# **Reconfiguration of Embedded Java Applications**

João Cláudio Soares Otero, Flávio Rech Wagner, Luigi Carro

Universidade Federal do Rio Grande do Sul – Instituto de Informática Porto Alegre, Brazil {jcotero,flavio,carro}@inf.ufrgs.br

#### Abstract

This work presents the development of a coarse grain reconfigurable unit to be coupled to a native Java microcontroller, which is designed for an optimized execution of the embedded application. Code fragments to be accelerated through this unit are identified by profiling the application. The unit is able to explore ILP in a simple way and allows for Java compatibility, while also reducing the number of executed instructions, thus improving the performance with simultaneous energy savings. In many cases, as demonstrated by experiments, it also allows for smaller power consumption.

#### 1. Introduction

The growing of the embedded systems market, together with the increasing popularity of Java applications for the consumer electronics industry [1], gives margin to a new focus on the embedded computation landscape, which must increasingly consider the issues of design complexity, time-to-market, and software compatibility. Besides that, the requirement of energy savings with simultaneous performance improvement is imposed by the current mobile systems. Traditional RISC processors achieve high performance by applying techniques that result in high power consumption and are not appropriate for the embedded systems domain [2]. In this context, we are developing a large project around FemtoJava [3], a microcontroller designed for the native execution of bytecodes of embedded Java applications.

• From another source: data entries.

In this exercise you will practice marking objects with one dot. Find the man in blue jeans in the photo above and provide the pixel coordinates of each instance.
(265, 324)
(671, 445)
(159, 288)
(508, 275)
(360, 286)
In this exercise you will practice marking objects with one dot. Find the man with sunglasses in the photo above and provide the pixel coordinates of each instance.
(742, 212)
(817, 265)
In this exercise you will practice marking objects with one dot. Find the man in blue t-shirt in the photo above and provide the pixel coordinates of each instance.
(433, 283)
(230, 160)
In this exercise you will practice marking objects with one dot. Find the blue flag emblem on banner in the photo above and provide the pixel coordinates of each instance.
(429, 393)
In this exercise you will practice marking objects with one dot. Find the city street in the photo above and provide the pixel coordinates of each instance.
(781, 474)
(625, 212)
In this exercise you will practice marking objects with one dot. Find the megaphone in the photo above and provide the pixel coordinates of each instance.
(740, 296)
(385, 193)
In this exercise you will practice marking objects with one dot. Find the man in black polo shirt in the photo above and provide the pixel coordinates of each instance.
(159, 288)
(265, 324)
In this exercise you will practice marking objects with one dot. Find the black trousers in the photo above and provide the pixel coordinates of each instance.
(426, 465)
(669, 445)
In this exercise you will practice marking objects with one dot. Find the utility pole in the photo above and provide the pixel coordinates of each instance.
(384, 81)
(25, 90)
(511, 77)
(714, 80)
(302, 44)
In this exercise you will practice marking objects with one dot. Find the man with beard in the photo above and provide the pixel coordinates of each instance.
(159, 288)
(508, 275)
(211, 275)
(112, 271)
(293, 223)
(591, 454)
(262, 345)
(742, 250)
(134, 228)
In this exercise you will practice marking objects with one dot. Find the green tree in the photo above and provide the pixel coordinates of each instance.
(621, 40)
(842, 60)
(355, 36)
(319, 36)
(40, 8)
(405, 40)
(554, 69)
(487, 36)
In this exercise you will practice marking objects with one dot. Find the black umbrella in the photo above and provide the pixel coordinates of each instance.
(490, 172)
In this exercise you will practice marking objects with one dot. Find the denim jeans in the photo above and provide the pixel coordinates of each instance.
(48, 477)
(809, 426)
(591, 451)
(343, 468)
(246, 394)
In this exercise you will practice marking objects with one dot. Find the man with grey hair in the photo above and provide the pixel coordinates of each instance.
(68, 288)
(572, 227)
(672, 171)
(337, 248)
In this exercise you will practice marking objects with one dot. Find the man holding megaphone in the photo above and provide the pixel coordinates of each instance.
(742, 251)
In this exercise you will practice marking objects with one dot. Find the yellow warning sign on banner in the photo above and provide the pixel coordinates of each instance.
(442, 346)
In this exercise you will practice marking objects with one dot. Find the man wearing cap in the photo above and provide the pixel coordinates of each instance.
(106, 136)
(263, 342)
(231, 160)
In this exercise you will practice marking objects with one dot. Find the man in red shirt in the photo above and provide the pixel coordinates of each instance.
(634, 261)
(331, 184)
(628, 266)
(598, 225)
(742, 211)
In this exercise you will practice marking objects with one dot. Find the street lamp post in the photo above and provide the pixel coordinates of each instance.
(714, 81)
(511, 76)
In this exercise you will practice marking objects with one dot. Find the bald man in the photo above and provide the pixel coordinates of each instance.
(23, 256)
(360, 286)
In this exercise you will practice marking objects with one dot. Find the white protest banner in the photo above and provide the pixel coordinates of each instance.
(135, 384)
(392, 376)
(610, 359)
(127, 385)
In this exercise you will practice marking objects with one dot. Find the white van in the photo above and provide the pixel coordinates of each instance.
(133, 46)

Since energy savings are one of the main objectives of an embedded system design, we present in this paper Javarray, a coarse grain reconfigurable unit to be coupled to the FemtoJava microcontroller, which is designed for the optimized execution of operand blocks from the more representative basic blocks of embedded applications. These blocks are identified by static profiling of the application.

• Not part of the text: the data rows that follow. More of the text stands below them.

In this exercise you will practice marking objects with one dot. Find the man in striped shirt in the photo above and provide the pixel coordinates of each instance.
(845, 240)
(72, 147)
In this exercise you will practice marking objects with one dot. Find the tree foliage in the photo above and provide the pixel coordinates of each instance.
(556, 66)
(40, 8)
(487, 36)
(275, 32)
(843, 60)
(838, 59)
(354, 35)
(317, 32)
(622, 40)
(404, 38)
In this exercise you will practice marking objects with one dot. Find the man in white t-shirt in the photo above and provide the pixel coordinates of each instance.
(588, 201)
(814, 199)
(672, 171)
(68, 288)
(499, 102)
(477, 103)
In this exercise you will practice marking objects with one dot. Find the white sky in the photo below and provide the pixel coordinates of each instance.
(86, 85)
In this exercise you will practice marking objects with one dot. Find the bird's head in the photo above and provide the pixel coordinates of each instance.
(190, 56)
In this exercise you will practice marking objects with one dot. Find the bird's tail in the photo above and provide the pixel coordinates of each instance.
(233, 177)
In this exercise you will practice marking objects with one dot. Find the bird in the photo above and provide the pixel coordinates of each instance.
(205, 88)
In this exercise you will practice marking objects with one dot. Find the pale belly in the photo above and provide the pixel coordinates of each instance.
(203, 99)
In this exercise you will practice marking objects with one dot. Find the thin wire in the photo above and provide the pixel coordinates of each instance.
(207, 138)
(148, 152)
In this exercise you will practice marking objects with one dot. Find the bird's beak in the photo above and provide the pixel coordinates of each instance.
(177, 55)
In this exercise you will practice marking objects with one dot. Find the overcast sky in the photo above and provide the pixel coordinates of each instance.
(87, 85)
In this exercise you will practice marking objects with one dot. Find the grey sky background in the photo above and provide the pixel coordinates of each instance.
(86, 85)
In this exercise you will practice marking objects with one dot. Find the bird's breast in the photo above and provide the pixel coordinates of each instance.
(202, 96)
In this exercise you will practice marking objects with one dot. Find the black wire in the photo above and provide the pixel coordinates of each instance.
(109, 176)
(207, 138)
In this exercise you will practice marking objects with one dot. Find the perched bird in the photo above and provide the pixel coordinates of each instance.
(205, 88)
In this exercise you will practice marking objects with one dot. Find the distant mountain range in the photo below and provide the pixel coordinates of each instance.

With profiling analysis applied to the Java code and the use of reconfiguration, we can explore ILP in a simple way and reduce the number of executed instructions, thus improving the performance with simultaneous energy savings. At the same time, software compatibility with the Java application is maintained and a better fit of the application to the embedded systems domain is achieved.

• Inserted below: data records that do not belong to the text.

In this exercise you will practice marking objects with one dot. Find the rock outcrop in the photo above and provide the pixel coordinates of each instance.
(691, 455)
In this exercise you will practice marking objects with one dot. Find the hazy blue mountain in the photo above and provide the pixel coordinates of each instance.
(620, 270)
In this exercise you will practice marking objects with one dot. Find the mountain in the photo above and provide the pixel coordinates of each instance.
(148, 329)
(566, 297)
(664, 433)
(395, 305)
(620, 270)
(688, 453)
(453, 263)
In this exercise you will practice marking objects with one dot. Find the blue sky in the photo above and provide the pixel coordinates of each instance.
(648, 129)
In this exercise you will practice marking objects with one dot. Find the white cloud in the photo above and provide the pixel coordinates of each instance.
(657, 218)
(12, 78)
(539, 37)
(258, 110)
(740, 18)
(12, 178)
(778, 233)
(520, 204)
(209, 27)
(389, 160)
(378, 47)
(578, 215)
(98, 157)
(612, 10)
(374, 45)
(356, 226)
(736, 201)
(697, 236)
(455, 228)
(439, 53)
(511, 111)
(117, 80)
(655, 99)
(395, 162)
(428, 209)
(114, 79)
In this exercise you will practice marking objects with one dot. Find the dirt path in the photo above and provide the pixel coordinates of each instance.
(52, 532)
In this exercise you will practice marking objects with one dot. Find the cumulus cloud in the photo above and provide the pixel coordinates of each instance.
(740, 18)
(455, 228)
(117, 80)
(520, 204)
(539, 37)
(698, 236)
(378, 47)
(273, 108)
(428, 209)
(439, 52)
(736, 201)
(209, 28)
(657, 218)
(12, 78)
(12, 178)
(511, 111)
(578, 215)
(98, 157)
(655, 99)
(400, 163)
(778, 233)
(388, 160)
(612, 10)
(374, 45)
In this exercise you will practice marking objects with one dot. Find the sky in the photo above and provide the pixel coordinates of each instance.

The remaining of this paper is organized as follows. An analysis of related work can be found in Section 2, concerning other architectures that also look for energy savings with simultaneous performance improvements. Section 3 analyzes the properties of embedded Java applications that allow us to derive the main architectural needs of the Javarray reconfigurable unit. Experimental results are presented in Section 4. Section 5, finally, draws main conclusions and introduces future work.

### 2. Related Work

Many reconfigurable architectural designs have been proposed for various goals. Some architectures have a more general goal, trying to explore distinct levels of parallelism for desktop applications, like Piranha [4] and TRIPS [5]. Dealing with the embedded market, the Javarray architecture takes another approach and uses alusized processor elements, proposing a reconfigurable architecture for obtaining energy savings through optimization of critical code. Similar ideas are being explored with very promising results in related works.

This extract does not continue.